Let me start by explaining that Eastern Tiger Swallowtail (Papilio glaucus) females display different coloration in different parts of the country. In some places, they rely on mimicry to defend themselves, and in those areas, the female Tiger will be nearly black, with only the faintest outline of tiger striping visible in bright sunlight. They are usually mimicking a cohabitant species like the Pipevine Swallowtail, which is toxic or at least distasteful to many predators. In areas where the Pipevine Swallowtail isn’t found, the female Tiger will display a similar yellow coloration to the males, but with a little more blue along the lower wing. A few pictures will help explain this best.
This first collage shows a dark form female Tiger Swallowtail on the left, and a light form on the right. Note that if you look carefully at the dark form, you can see the faint tiger striping on the wings.
This next collage shows a Pipevine Swallowtail (Battus philenor) on the left, compared with the same dark form Tiger Swallowtail on the right. While certainly not identical, the coloration is enough to fool many predators who’ve had a taste of a Pipevine Swallowtail and would rather not repeat the experience. Only females are known to display this dark form color, with males in all areas sticking to the light coloration.

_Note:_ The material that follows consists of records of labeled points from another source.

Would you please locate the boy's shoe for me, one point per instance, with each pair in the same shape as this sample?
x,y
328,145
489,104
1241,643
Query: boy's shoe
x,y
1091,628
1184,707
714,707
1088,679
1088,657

Finally, compare a light form male on the left with a light form female on the right. Note the obvious blue markings on the female, and compare them to the right wing of Sandy’s photo.
In the photograph taken by Sandy, the butterfly shown is actually entirely female. If you look closely, you’ll note the giveaway blue coloration along the bottom of the right wing. I missed this the first time around, because here in Florida, our female Tigers are almost always the black color form, and I don’t usually have to look for the blue color to make the determination. Fortunately, some of our readers caught and corrected me on this, and I realized Sandy’s photo showed something a little different. As noted by the good folks at the What’s That Bug site, Sandy’s butterfly was actually what’s known as a color mosaic, meaning the butterfly is showing colors from several different forms. Tiger Swallowtails seem to be especially prone to this type of variation, with intersex examples like the true bilateral gynandromorph, or others like Sandy’s. Sometimes, the butterfly has two different color forms on the same side! If you’re interested in a rather scholarly work full of really great image examples, check out this paper by Dr. J. Mark Scriber.
Finally, a last word to those who were convinced Sandy had faked the whole thing with Photoshop – here are several photos of the same butterfly from another angle. I assure you, all of Sandy’s photos are genuine shots of a color mosaic butterfly, and I’m so glad she shared them. I’m also glad for readers who let us know when we’ve made mistakes, so we can correct them. The world is full of wonderful things to see, admire, and learn about – thanks for coming along on the journey with me!